Friday, November 02, 2007

BARTER POETICS

Much to Moi's ultimate pleasure, one of the BIG BURLY MEN who are frequently about the mountain nowadays approached me this morning.
Big Burly Man: I hear you're a poet.

Moi (looking dubiously at the shovel in one big, burly hand): Ye...e...e...ah?

BBM: My wife reads poetry. How do I get one of your books?

Moi (Pause, then SCREAMS): WAIT!!!

And I dashed into the house and swiftly got a shopping bag and filled it with ENGLISH, PUNCTUATIONS and MENAGE A TROIS. I dashed back out to the courtyard and shoved it into his big burly hands.

Moi: Here! It's a gift! You have no clue how rare it is for a non-poet to ask me about my poery. Here!

BBM (after a startled look): Uh, thanks. She will appreciate it.
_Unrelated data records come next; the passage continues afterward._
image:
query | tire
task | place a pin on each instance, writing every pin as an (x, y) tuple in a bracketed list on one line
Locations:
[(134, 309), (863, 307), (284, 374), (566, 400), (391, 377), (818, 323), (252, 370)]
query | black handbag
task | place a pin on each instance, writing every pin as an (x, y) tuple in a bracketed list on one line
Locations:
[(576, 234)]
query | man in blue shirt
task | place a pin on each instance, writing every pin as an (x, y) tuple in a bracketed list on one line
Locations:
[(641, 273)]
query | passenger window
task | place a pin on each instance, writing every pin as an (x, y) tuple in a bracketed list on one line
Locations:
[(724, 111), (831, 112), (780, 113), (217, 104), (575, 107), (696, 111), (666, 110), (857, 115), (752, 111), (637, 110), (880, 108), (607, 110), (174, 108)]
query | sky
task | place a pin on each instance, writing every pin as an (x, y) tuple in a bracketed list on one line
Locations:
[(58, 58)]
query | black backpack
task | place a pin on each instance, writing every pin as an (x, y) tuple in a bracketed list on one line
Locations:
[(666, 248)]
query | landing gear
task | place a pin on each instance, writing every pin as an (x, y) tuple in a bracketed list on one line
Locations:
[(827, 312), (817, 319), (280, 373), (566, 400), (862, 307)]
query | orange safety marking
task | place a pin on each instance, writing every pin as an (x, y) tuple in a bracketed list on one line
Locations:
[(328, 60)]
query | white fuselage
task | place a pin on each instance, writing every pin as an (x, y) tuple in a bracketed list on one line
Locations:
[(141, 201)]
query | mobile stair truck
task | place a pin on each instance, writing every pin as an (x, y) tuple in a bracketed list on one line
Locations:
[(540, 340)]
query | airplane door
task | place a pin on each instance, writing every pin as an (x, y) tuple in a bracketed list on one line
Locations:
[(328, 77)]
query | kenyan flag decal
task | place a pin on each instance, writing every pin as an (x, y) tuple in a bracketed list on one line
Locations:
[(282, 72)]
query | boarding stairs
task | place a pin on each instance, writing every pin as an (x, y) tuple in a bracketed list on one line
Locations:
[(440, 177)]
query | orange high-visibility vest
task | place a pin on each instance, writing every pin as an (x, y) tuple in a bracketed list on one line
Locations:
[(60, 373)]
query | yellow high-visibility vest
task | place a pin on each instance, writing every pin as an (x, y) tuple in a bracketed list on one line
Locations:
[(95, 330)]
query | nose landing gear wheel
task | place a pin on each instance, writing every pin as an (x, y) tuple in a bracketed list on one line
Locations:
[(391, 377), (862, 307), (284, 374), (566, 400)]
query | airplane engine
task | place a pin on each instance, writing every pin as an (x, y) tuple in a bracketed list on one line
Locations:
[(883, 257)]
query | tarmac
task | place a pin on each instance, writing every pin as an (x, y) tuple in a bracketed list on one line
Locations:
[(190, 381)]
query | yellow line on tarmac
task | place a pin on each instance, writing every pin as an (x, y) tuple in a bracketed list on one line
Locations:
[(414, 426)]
I was so pleased I even over-looked how he emphasized "she" will read the books, which is to say, it's unlikely Big, Burly Man will be reading Moi poems. Pleased. Because, see, I'm in the middle of construction, Peeps. And with construction comes change orders. What do you bet I just paid for a culver for that brand spankin' new gravel parking lot I'ma installing on the mountain!?

(Update: He didn't charge for a culver....heheheheheheheh.....! Poetry: it's valuable, yo!)